Sekretaris Kabinet Pramono Anung menambahkan, salah satu sektor yang banyak disorot adalah industri film. Salah satunya bioskop. Dia mengatakan, selama ini hanya ada 1.117 layar bioskop di Indonesia dan yang bisa mengakses sekitar 13 persen penduduk Indonesia. Dari jumlah tersebut, 87 persen layar ada di Pulau Jawa dan 35 persennya di Jakarta.
Menurut Pramono, selama ini industri distribusi film di Indonesia terjebak dalam oligarki karena hanya dikuasai tiga atau empat pemain. Karena itu, dikeluarkannya industri bioskop dari daftar DNI diharapkan bisa memicu investasi besar sehingga jumlah layar bisa naik signifikan dan dapat diakses lebih banyak masyarakat. ”Ini juga penting untuk menumbuhkan industri perfilman nasional,” ucapnya.

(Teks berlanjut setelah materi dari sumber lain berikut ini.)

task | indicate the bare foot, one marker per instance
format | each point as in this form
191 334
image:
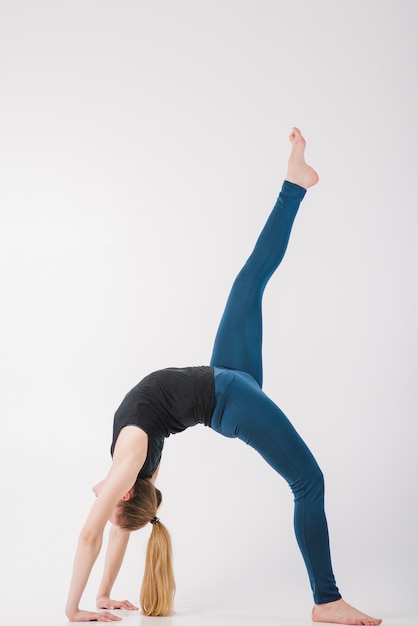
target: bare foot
339 612
298 171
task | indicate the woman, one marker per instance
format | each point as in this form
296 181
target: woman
226 396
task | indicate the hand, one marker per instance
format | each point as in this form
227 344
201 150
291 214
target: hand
107 603
91 616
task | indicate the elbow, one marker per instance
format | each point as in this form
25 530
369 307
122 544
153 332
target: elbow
90 539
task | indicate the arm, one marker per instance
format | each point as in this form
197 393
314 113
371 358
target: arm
118 541
129 456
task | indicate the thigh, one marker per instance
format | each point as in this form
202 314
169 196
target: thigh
247 413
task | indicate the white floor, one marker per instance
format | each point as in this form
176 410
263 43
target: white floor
248 614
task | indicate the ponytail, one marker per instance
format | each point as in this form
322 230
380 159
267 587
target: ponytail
158 585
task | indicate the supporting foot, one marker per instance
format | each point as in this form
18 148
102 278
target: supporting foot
339 612
298 171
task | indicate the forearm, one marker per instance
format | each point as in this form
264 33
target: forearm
84 560
118 541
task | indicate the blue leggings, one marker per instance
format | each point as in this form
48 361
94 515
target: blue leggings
243 410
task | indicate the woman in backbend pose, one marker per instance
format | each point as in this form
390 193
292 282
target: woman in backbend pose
226 396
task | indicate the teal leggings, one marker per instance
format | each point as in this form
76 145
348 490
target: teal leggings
243 410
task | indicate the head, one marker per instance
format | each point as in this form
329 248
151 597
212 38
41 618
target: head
140 507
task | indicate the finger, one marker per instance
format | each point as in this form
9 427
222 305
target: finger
128 605
108 617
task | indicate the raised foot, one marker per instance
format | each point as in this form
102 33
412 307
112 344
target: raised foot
339 612
298 171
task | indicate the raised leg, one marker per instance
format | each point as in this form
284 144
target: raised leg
238 343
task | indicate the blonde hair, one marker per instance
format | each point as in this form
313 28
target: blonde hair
158 585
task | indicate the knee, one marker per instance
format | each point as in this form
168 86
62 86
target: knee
310 484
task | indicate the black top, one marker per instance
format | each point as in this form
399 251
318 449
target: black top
164 403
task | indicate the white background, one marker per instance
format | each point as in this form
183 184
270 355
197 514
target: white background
142 145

Kepala Badan Koordinasi Penanaman Modal (BKPM) Franky Sibarani menambahkan, bidang usaha perfilman mendapat perhatian khusus karena masuk industri kreatif yang getol dikembangkan pemerintah. Karena itu, pemerintah juga tengah menuntaskan aturan yang mewajibkan bioskop memutar film Indonesia minimal 65 persen dari total jam pertunjukan. ”Dengan begitu, akan makin banyak film yang diproduksi di dalam negeri,” ujarnya.
Franky mengakui, bidang-bidang usaha tersebut dilonggarkan selain bertujuan menguatkan pasar domestik, juga karena sudah banyak investor yang antre. ”Misalnya, untuk industri bahan baku obat, bioskop, cold storage, itu banyak yang antre mau masuk, ada dari Amerika, Jepang, Singapura, Korea, dan negara lain,” ujarnya.

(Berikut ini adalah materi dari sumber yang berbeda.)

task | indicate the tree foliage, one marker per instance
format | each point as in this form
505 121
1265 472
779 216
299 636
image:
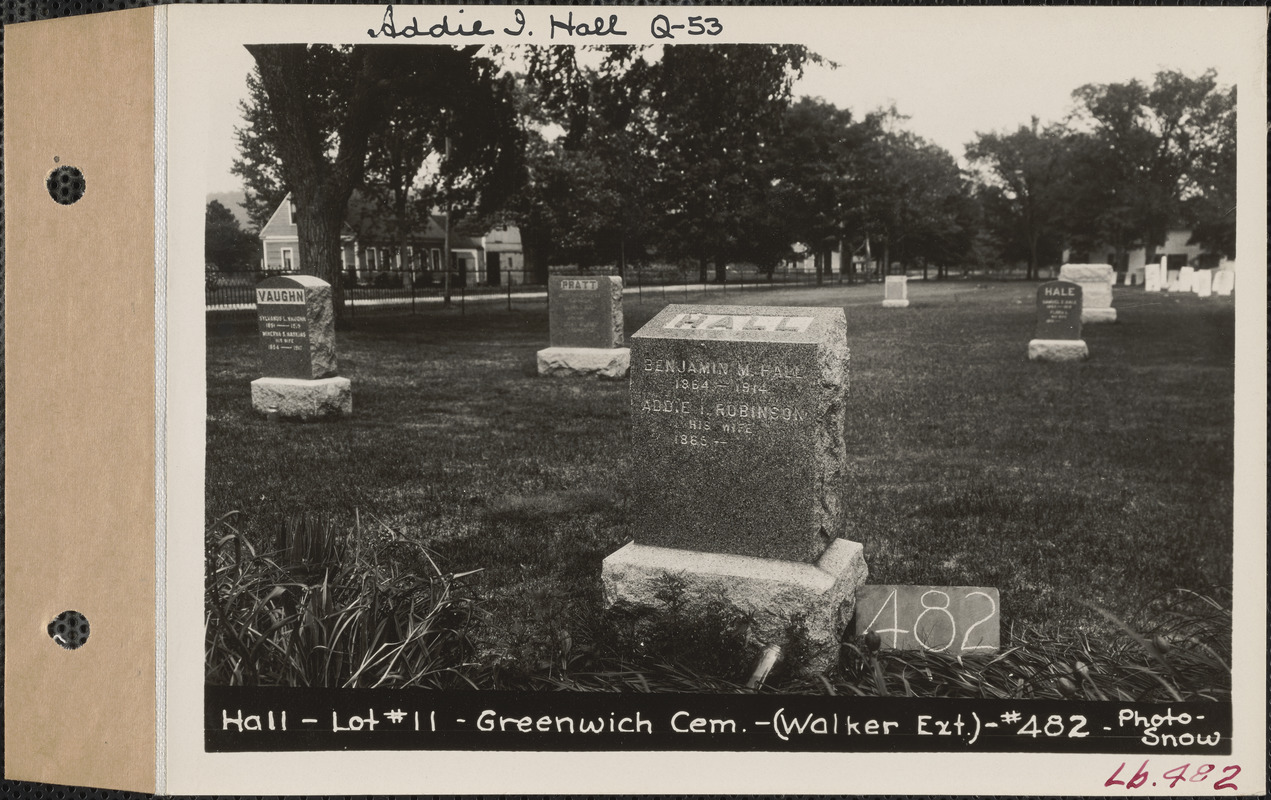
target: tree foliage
322 120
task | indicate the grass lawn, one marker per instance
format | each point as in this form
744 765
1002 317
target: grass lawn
1100 483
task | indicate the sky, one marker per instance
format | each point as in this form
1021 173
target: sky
951 71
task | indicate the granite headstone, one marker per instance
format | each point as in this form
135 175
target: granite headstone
1152 277
296 324
1058 336
298 351
737 430
585 310
1224 281
1096 280
896 291
1203 282
1186 277
1059 310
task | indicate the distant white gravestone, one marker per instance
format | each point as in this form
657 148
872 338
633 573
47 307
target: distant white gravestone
1224 281
1203 282
895 291
1152 277
1096 281
1186 275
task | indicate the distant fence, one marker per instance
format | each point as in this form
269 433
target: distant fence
237 290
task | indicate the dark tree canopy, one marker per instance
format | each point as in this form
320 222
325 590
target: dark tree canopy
322 120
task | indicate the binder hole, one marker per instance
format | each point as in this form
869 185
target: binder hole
65 185
69 630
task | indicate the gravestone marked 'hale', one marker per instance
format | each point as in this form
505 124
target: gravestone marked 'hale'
1185 280
1059 323
585 322
739 453
1153 277
1096 280
895 291
298 351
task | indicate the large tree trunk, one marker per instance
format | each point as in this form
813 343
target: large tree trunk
318 227
320 187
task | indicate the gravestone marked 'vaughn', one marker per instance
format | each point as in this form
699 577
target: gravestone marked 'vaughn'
1203 282
1224 281
739 453
895 291
1096 280
1059 323
298 351
585 322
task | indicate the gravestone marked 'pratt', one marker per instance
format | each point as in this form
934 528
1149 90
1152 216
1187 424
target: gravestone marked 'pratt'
298 351
1096 280
1224 281
1203 282
585 322
739 453
896 291
1059 323
1152 274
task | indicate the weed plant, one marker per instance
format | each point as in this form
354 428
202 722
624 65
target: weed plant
332 608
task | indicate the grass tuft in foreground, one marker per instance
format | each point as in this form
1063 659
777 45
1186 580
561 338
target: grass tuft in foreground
332 608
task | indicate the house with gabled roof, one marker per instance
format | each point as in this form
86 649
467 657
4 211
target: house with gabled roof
370 248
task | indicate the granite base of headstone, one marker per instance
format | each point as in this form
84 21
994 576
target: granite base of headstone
739 461
1058 336
1224 282
292 398
1096 281
896 291
585 321
298 351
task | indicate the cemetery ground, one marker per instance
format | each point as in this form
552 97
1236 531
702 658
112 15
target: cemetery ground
450 532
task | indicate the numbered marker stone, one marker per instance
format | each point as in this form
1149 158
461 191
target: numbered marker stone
1096 280
585 321
737 466
895 291
298 351
950 620
1059 323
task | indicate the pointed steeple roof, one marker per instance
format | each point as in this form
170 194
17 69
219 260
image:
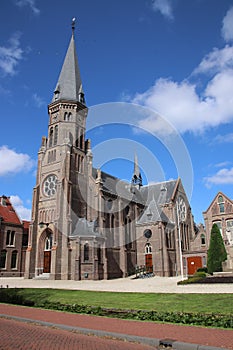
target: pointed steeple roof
69 85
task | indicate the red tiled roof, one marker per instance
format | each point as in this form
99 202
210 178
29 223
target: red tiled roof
7 211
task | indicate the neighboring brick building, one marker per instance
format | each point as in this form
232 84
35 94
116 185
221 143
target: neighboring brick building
220 212
13 240
87 224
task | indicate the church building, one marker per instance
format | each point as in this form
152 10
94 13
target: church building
87 224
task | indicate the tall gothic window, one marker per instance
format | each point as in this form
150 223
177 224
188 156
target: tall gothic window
221 204
14 259
3 259
55 135
10 238
202 239
50 137
86 252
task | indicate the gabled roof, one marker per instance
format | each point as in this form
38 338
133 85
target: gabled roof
69 85
85 228
7 212
117 187
218 194
152 214
161 192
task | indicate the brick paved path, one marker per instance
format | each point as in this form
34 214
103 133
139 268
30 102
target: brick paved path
187 334
22 336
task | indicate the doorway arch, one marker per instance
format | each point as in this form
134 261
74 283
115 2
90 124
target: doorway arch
45 252
148 258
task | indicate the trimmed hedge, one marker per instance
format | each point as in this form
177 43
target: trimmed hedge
11 296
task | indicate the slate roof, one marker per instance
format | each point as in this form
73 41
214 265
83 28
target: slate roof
155 197
7 212
69 85
117 187
85 228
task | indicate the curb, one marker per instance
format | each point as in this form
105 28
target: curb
125 337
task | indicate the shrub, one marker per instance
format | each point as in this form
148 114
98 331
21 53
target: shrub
217 252
202 269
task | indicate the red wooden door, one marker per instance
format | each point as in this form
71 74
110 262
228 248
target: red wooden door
149 263
194 263
47 261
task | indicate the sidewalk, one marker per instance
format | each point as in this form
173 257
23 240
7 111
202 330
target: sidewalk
180 337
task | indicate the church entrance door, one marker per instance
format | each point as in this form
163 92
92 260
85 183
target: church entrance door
47 254
149 263
47 261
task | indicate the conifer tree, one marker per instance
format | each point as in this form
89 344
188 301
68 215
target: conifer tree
217 252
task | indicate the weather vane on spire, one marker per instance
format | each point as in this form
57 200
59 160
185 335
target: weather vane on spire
73 24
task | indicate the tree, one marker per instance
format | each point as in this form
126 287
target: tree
217 252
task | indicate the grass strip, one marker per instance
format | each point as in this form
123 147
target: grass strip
213 310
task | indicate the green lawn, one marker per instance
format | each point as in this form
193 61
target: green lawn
204 303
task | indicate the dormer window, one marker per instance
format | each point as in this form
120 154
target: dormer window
221 204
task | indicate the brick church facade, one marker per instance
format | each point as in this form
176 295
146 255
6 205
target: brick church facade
87 224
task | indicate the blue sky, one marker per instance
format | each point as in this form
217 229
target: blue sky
173 57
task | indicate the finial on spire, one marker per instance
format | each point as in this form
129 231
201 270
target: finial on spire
73 25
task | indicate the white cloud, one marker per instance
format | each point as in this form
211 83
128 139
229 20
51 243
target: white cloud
12 162
30 3
11 55
185 108
222 177
164 7
227 26
228 138
216 61
182 103
23 212
222 164
39 101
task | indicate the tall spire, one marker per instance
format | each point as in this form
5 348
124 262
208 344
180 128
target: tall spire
137 178
69 85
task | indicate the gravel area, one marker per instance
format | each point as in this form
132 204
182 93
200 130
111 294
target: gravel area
146 285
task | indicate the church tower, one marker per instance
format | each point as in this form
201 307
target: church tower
60 194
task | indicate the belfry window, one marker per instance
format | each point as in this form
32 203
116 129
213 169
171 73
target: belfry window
148 248
202 239
55 135
221 204
50 137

Terkait adanya tudingan bahwa pelonggaran DNI merupakan bentuk liberalisasi pasar, Pramono Anung membantah. Menurut dia, kebijakan itu lebih tepat disebut sebagai modernisasi ekonomi untuk memunculkan usahawan dan inovator baru serta meningkatkan daya saing Indonesia di skala regional dan global. ”Sebab, untuk pelaku usaha mikro, kecil, menengah, dan koperasi, pemerintah tetap memproteksi,” katanya.

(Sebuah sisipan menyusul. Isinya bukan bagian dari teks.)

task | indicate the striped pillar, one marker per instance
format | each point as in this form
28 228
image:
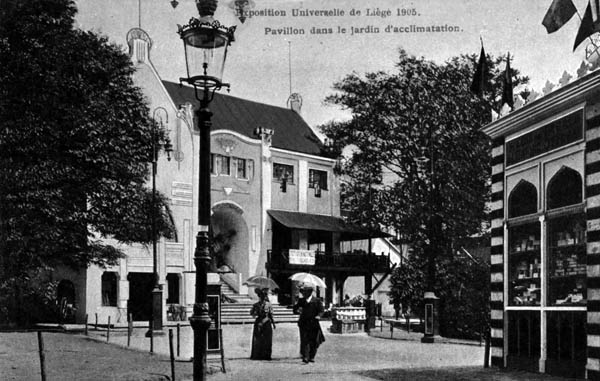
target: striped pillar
592 194
497 254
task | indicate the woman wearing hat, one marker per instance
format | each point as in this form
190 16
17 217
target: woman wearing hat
310 309
262 335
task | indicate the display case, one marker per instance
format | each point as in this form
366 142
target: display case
524 263
567 261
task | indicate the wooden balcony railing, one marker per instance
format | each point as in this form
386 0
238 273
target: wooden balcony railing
358 260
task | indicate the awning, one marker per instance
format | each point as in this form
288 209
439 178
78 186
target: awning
307 221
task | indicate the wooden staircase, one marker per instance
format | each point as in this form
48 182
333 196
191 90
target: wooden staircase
238 312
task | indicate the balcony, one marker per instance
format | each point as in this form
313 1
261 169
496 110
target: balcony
353 263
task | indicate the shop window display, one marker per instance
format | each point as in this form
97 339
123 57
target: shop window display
524 265
567 261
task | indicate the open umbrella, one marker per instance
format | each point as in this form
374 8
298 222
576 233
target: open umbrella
308 278
261 281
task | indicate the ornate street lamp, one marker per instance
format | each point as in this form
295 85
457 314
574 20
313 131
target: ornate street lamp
157 144
431 301
205 42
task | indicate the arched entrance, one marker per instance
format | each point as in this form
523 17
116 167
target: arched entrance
65 295
230 238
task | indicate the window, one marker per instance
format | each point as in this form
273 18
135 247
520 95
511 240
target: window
564 189
567 261
109 288
241 168
524 265
283 171
522 200
317 179
220 165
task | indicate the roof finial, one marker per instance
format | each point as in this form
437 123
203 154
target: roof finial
206 7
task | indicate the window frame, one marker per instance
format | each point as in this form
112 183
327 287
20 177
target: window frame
290 179
112 299
322 184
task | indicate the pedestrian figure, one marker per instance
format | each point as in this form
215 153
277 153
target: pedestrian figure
346 301
310 309
262 335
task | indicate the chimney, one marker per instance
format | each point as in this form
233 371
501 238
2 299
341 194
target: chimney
139 45
295 102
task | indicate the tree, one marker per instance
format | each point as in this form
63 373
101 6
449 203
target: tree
75 144
418 154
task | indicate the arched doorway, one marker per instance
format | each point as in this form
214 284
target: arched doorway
230 238
65 295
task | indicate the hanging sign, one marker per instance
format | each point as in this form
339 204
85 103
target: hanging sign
302 257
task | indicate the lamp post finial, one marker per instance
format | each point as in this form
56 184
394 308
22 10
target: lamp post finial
206 7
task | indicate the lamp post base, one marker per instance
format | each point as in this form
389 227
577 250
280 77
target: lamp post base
157 324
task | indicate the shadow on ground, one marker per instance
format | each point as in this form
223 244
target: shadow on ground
455 374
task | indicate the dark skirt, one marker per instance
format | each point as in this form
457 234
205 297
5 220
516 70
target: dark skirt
262 341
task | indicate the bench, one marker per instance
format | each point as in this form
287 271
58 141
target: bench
407 323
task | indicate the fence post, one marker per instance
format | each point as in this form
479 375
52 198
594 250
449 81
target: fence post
42 356
171 354
178 336
129 331
486 359
151 332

Darmin Nasution menambahkan, proteksi terhadap pelaku usaha UMKM dan koperasi itu dilakukan dengan menetapkan batas minimal investasi atau kekayaan aset bersih Rp 10 miliar. ”Artinya, kalau asing mau masuk ke bidang usaha yang sudah dilonggarkan atau dibuka, tapi investasinya di bawah Rp 10 miliar, tidak boleh,” jelasnya.
Bagaimana tanggapan pelaku usaha? Direktur Eksekutif Gabungan Perusahaan (GP) Farmasi Dorodjatun Sanusi menyambut gembira lantaran pemerintah akhirnya mengakomodasi usulan GP Farmasi untuk membuka 100 persen sektor hulu. Sebab, selama ini ketergantungan terhadap bahan baku impor masih sangat tinggi. ”Sekitar 90 persen masih impor. Jadi, kami perlu tambah investasi di sektor hulu,” ujarnya.